Репетиции уже шли при полностью готовых декорациях. Банкетка, некогда изображавшая то скамью на Патриарших, то кресло Пилата, то койку в психиатрической лечебнице, давно сгинула за кулисами. Специально подогнанный под нужды спектакля механизм позволял за несколько секунд менять сценическое пространство, перестраивать с виду громоздкие крепкие конструкции. И сейчас, когда Катя спустилась в зал, перед ней предстал подвальчик на Арбате, сработанный настолько искусно, что, казалось, можно было услышать потрескивание огня в печке, ощутить запахи дерева, толстых старинных книг и вползавшей в окно сырости от надвигающейся на Москву первой весенней грозы. За распахнутыми створками виднелось буйство сирени и нижние этажи обрамлявших двор домов. На круглом столе перед окном накрыт был ужин, а по застеленному вытертым ковром полу разложены были рукописи.
Катя, все еще взбудораженная, выбитая из колеи разговором с Мустафой, заняла свое место в зале и, почти даже не взглянув на актеров, через силу объявила в микрофон:
– Начинаем!
Не прошло и нескольких секунд, как застывшая, безжизненная, хоть и на редкость искусно сделанная картинка на сцене ожила. Катя еще с первых шагов своей режиссерской карьеры не переставала удивляться этому чуду. Как так получалось, что в ее силах было наполнить игрушечный бутафорский кукольный домик на сцене жизнью? Заселить его настоящими людьми, живыми, дышащими, улыбающимися и страдающими? Как удавалось придать тяжести и объема легким картонным и пластиковым конструкциям? Как получалось превратить нечто искусственное в реальное? Наверное, эта магия и была тем, что больше всего привлекало ее в профессии, не давало жить в отрыве от нее…

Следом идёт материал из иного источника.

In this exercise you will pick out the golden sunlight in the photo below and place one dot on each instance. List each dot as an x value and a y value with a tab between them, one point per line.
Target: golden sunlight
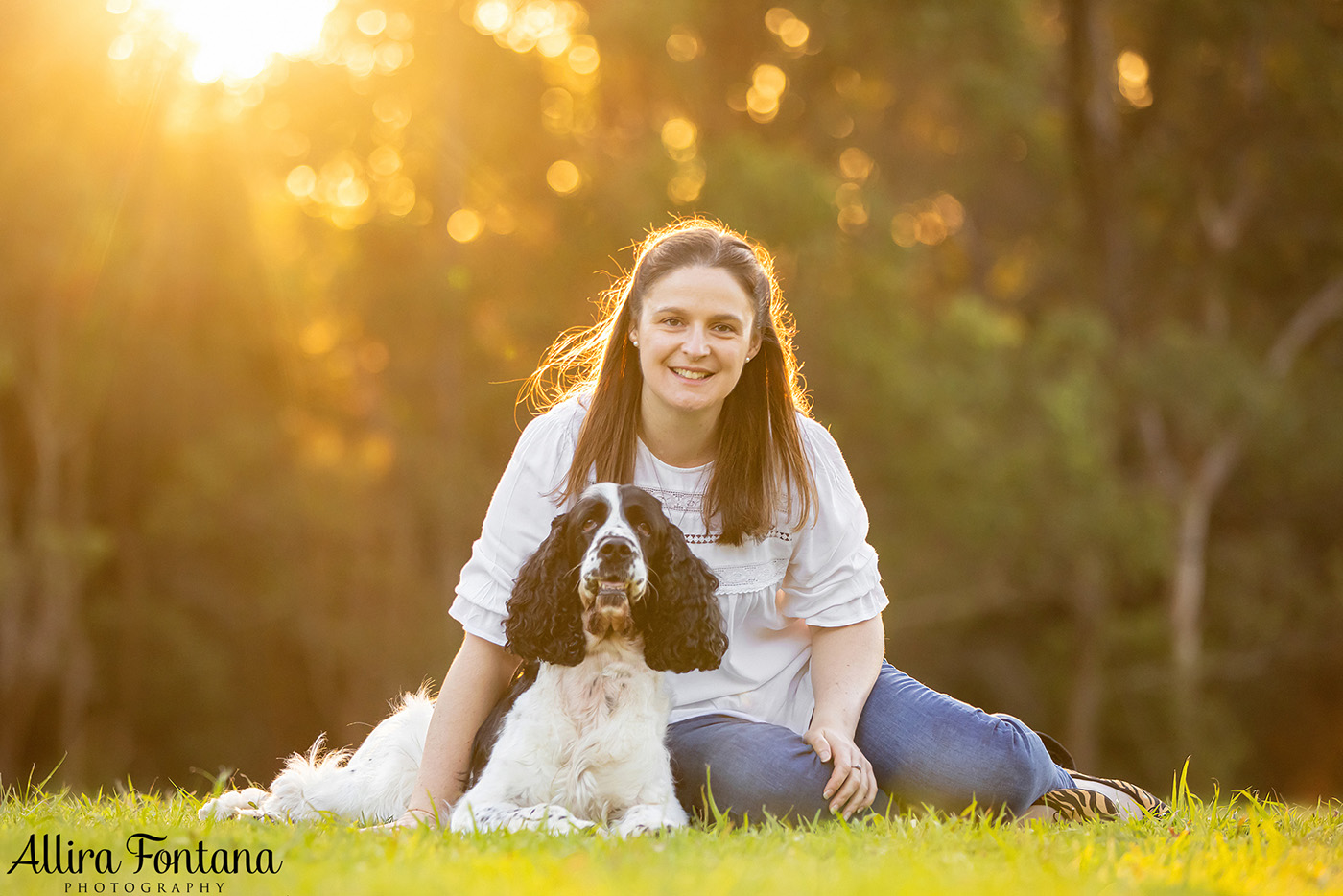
235	39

Лишь мимолетное мгновение, один взмах ресниц – и вот на полу в комнате уже сидит Маргарита, укутанная черным плащом. А рядом с ней, примостившись на краешке кресла, все о чем-то беспокоится, тревожно поглядывает на окно и машинально потирает руки Мастер, облаченный в больничную пижаму.
– Ты знаешь… – заговорила Нургуль.
И Катя отметила про себя, что, несмотря на клиническую профнепригодность звезды Ютюба, несмотря на сложности в личной жизни, в последние недели мешавшие девушке как следует отдаваться работе, ей все же удалось сделать из нее более-менее приличную Маргариту. Вот такая, застывшая на полу, не суетившаяся, не пытавшаяся изображать великие чувства, просто потерянно смотревшая в зал своими оленьими глазами, Нургуль была очень хороша.